I'm not saying we should all be cheating on our spouses at work. Look, if you want to be married, be married. What I'm talking about is for us singles, out there spending a huge chunk of our fertile years cooped up in crazy cages, being slowly sterilized by the office microwave. 

How do I know about office sex? I've had it. And it was incredible. I'll tell you why.

I Have Paperclip Marks on My Butt

I started a job out in California. My very first day, while at a meeting with my new "team," a woman at the front of the room and I shared a brief, wonderful smile. At first, we were merely co-workers. Then a friendship began to blossom. Fifteen months later, she was inching out of her skirt, mounting her desk, doing a dramatic arm-sweep of a coffee mug filled with pens, and brought me into the rarefied realm of Office Sex. It. Was. Awesome.
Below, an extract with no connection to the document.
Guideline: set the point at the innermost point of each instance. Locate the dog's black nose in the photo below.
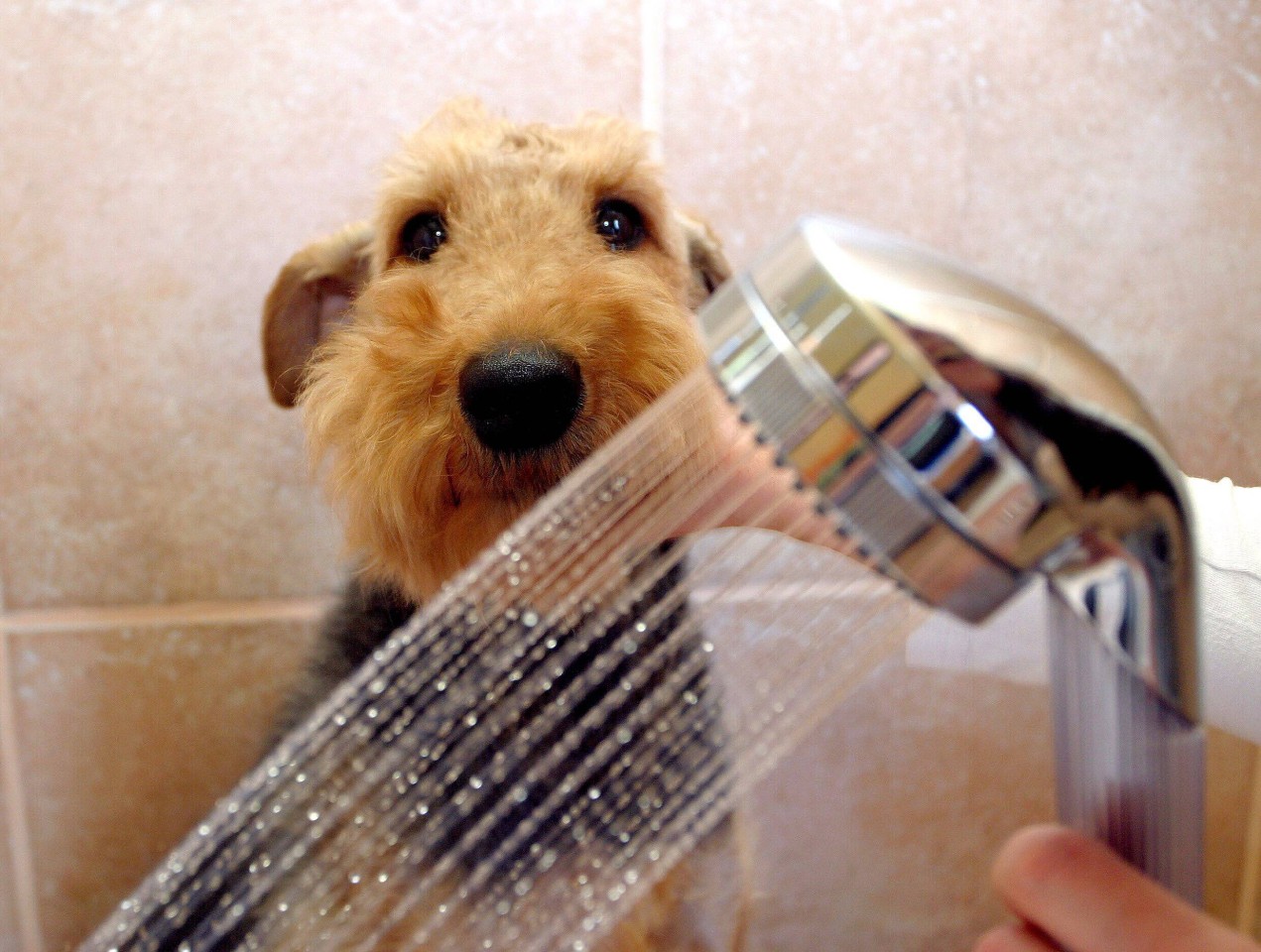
(521, 398)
Haven't you ever found yourself, over the course of time, undeniably drawn to a co-worker if for no other reason than the proximity, the shared burdens, the common enemy of a boss? This can lead to office sex! Now, haven't you ever been attracted to a co-worker, and then, over time, found yourself deeply smitten with him because you got to see him five days a week and liked the person he was? Anybody can be charming with a gin gimlet in his hand, but to find someone appealing with toner ink on his pants and complaining about Microsoft Excel? Office sex calls!
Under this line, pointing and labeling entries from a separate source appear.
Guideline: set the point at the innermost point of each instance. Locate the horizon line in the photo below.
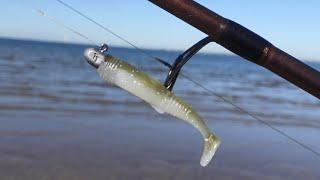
(129, 47)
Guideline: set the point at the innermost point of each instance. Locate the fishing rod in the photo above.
(174, 69)
(244, 43)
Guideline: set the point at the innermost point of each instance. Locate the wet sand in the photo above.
(58, 120)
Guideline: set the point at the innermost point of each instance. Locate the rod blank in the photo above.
(244, 43)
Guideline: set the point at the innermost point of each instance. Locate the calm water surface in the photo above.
(59, 120)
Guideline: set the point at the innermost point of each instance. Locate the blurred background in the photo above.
(59, 120)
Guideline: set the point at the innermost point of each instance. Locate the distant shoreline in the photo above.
(125, 47)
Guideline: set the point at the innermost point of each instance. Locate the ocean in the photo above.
(59, 120)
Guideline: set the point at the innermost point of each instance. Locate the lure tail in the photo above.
(211, 145)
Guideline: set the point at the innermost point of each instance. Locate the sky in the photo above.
(292, 25)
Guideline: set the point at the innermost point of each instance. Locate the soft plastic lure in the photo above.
(138, 83)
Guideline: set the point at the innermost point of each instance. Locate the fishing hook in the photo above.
(182, 60)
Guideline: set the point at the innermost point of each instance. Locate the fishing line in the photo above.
(210, 92)
(54, 20)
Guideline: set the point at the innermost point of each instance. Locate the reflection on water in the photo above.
(60, 121)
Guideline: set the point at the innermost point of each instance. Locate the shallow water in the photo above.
(60, 121)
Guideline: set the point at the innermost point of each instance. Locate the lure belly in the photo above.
(138, 83)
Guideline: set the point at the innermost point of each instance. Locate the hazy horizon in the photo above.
(149, 27)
Why It Beats a Starbucks Run

At the office, we reveal a side of ourselves that our parents and our friends don't get to see. We are Work Us, where we create these complex relationships with co-workers forged in shared resentment and excessive downtime.
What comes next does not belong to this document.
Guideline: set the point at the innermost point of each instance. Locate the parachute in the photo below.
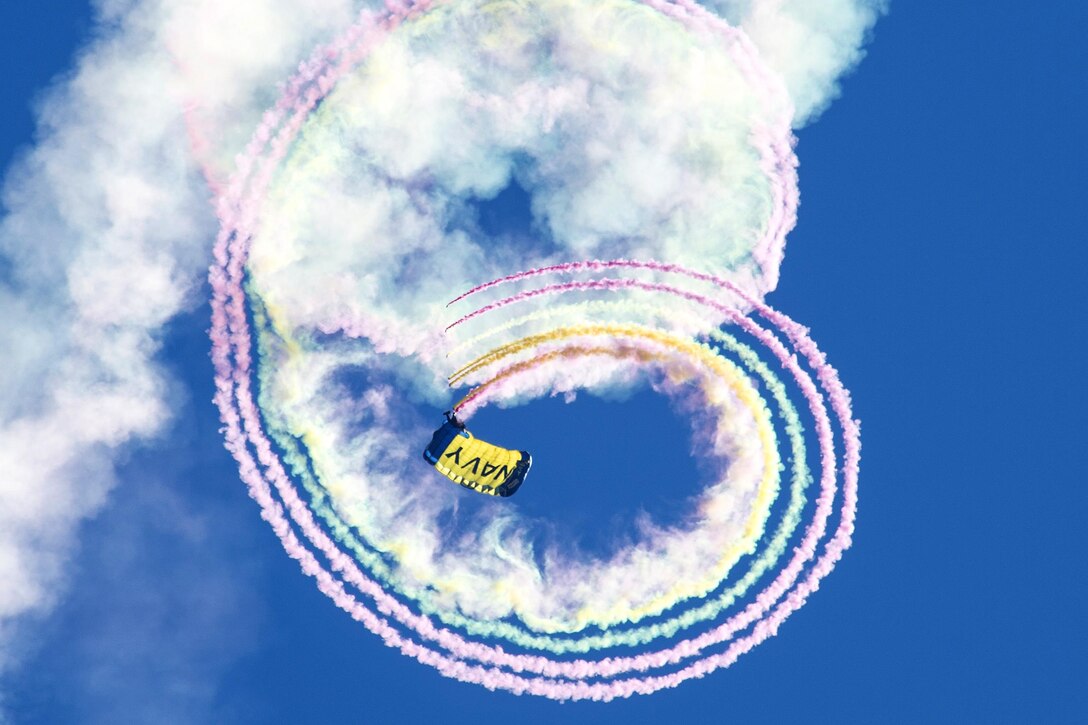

You know why I think office sex is so explosive? You're sort of forced to treat everyone courteously, and there are rules in place, and the real truth about rules is not that they were meant to be broken, per se, but they make you more creative. They birth all sorts of interesting ways to rebel, all the while maintaining a guise of professionalism. When getting essentially "paid" to play "Tetris" is such a thrill, just imagine getting paid to flirt and grope on company time. The touch of a hand, the protectiveness (covering for them in front of the boss, etc.) -- it's a glorious game!

Caveat Humptor

Look -- don't forget that the reason you have a job in the first place is health insurance, not endless orgasms (although one certainly makes the other easier). So don't get caught. The copy room, conference room and supply closet are all wonderful places ... to get fired. Stick to the desk inside the private office (yours, hers, his, whatever), the after-office-hours (watch out for security cameras!), the secret bathroom in the basement that nobody knows about with the locking door, etc.

It's also important to pick your partner wisely. An obvious rule: Do not sleep with your boss. Just don't. And don't sleep with a subordinate, because you will get sued and take the company down with you. Sleep with somebody sane, a little slutty and on a similar career level -- ethical quandaries and emotional issues are unnecessary additions to the already-inherent riskiness. 

Finally, and this might sound counterintuitive, but don't have office sex with someone you merely find attractive. It's actually -- like in real life -- better if you like seeing them. You know that wave of nausea that hits you when you bump into a One-Timer on the street? Multiply that by, like, a thousand if you have office sex with someone you wouldn't normally see again. 

Now go, singles! Have office sex! Watch out for paper cuts. And the herp.